Secondo varie organizzazioni internazionali, l’amministrazione Ortega tiene più di 140 prigionieri politici, tra i quali “più di 30 attivisti, candidati, intellettuali, ex guerriglieri sandinisti, uomini d'affari, ex diplomatici e giornalisti che sono stati imprigionati nel contesto del processo elettorale che dovrebbe culminare il 7 novembre”.
                                                FOCUS MEDIO ORIENTE

Libano, il presidente difende il patriarca Rai

Il Cardinale Bechara Rai, patriarca dei maroniti, ha ancora una volta criticato pubblicamente Hezbollah, suscitando varie violente reazioni che gli sono valse la difesa del presidente del Libano Michel Aoun.

Il Patriarca Bechara Rai aveva espresso le sue critiche nella omelia dell’8 agosto, a seguito di un conflitto tra i confini tra Israele e Hezbollah, sottolieando che nessun gruppo dovrebbe decidere sulla guerra e sulla pace e chiedendo all’esercito di fermare il lancio di razzi dal Sud.

Le parole del Cardinale Rai non sono passate inosservate e hanno subito critiche, ma il presidente Aoun (maronita e alleato di Hezbollah) ha comunque difeso il patriarca, sottolineando che tutto ciò che aveva detto rientrava nel diritto alla libertà di espressione in una telefonata personale avuta con lo stesso Cardinale.
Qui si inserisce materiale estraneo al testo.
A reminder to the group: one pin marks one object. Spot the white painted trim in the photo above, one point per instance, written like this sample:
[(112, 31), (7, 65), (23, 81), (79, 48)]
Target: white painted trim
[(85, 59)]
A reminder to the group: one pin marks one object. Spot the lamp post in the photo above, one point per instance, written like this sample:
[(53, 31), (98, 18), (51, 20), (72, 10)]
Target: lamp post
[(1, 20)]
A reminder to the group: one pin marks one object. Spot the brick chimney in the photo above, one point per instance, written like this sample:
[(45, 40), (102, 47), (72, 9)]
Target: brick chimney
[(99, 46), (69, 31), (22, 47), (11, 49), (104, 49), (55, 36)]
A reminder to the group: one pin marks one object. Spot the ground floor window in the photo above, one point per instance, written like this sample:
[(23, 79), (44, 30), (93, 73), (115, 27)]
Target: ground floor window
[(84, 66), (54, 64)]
Per l’esattezza, il Cardinale Rai era stato accusato di sionismo, in particolare per aver detto che “mentre il Libano non ha ancora deciso di fare pace con Israele, non ha nemmeno deciso di andare in guerra, e il Libano non vuole essere intrappolato in azioni militari che vogliono suscitare una distruttiva risposta da parte di Israele”.